Le vol est prévu pour mai et le Centre spatial universitaire s’attend à une année très réussie.

24° dans l’air, humidité 25% : dans la salle blanche du Centre Spatial Universitaire, le moindre paramètre est surveillé, pour protéger les précieux petits cubes recouverts d’électronique manipulés par Amaury Laurand et Benoît Heintz. Les ingénieurs, ce jeudi de janvier, ont sorti de leur sarcophage les deux prochains voyageurs spatiaux montpelliérains pour vérifier le bon fonctionnement de chaque module de communication. Le décollage approche.

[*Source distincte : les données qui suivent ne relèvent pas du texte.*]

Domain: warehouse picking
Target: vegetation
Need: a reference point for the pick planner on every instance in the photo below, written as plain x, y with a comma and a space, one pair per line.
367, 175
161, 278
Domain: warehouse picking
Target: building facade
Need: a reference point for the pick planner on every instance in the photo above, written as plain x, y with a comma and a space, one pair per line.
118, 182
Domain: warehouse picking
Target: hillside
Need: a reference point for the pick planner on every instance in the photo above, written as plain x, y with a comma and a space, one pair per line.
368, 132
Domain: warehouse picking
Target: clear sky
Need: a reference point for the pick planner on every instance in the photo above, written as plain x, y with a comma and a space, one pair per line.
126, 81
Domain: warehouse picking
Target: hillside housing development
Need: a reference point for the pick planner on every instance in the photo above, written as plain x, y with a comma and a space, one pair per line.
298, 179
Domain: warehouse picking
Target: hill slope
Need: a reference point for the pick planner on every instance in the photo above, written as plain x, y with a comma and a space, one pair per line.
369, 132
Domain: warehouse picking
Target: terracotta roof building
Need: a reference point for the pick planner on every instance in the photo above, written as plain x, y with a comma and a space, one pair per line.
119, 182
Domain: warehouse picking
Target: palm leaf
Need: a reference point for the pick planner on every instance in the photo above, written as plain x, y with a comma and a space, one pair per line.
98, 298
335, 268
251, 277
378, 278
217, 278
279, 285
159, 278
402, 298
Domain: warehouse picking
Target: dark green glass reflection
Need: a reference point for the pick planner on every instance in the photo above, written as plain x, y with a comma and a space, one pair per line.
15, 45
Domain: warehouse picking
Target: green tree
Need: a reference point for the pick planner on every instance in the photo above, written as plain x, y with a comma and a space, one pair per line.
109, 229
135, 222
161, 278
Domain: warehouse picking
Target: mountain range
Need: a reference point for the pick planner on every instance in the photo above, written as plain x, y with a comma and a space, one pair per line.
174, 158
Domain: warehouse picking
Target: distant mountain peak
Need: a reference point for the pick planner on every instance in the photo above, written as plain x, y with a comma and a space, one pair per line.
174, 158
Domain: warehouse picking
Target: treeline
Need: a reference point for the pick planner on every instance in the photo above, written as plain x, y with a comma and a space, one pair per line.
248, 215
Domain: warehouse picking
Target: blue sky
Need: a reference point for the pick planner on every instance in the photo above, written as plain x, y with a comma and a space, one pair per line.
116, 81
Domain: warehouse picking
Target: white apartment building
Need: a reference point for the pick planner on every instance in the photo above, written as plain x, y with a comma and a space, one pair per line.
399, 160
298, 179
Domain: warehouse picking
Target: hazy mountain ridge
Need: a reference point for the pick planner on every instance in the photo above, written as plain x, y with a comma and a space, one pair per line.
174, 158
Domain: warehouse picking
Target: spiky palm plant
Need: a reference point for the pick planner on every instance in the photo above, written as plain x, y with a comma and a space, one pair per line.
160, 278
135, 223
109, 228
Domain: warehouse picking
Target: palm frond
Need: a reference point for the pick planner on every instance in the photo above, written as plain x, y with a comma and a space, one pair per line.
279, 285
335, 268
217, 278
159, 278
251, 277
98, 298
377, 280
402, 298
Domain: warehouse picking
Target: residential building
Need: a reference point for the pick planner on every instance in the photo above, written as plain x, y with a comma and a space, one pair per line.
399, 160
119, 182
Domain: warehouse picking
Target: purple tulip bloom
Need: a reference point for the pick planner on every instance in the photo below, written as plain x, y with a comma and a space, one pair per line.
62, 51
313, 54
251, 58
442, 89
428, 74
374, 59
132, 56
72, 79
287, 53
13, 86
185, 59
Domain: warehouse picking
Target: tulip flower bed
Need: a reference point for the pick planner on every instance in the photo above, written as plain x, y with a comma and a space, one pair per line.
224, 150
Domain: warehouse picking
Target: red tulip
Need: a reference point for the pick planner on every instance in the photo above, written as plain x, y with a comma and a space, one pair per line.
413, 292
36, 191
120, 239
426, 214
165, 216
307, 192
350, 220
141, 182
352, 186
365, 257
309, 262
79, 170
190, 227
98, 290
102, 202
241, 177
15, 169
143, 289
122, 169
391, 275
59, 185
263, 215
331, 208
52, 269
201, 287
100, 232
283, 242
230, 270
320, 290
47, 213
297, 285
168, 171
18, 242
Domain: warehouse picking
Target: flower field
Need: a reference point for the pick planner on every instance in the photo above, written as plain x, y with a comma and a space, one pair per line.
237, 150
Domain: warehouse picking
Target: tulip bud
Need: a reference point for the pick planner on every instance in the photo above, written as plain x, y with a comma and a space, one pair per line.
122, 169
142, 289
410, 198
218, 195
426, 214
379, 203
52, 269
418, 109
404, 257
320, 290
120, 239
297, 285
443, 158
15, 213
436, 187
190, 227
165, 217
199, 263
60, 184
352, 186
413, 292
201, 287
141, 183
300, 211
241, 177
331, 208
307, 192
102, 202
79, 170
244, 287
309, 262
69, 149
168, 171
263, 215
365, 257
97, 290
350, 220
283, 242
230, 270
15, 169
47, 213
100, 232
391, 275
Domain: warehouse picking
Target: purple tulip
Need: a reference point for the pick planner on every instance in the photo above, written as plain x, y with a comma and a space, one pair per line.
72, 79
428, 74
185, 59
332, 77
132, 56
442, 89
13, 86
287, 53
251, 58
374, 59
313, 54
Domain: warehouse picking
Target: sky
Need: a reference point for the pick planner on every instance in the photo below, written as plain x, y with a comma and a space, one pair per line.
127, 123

Dix ans après la mise en orbite de son premier nanosatelet, vingt après l’intuition de son directeur, Laurent Dusseau, que « Des articles pas chers et faciles à porter » dont le succès est assuré, le Centre Spatial Universitaire de Montpellier (CSUM) s’apprête à vivre une année inédite.

Premier coup de Vega C

« Si ça marche, on devrait avoir quatre ou cinq lancements »glisse le professeur Hérault, que le Covid-19 est aussi « manque de composants de base, ce que nous utilisons dans les travaux pratiques avec nos étudiants », soyez prudent et patient. Trois ans de plus aucun cube de ces labos n’a pris « l’air », mais cette fois nous y sommes.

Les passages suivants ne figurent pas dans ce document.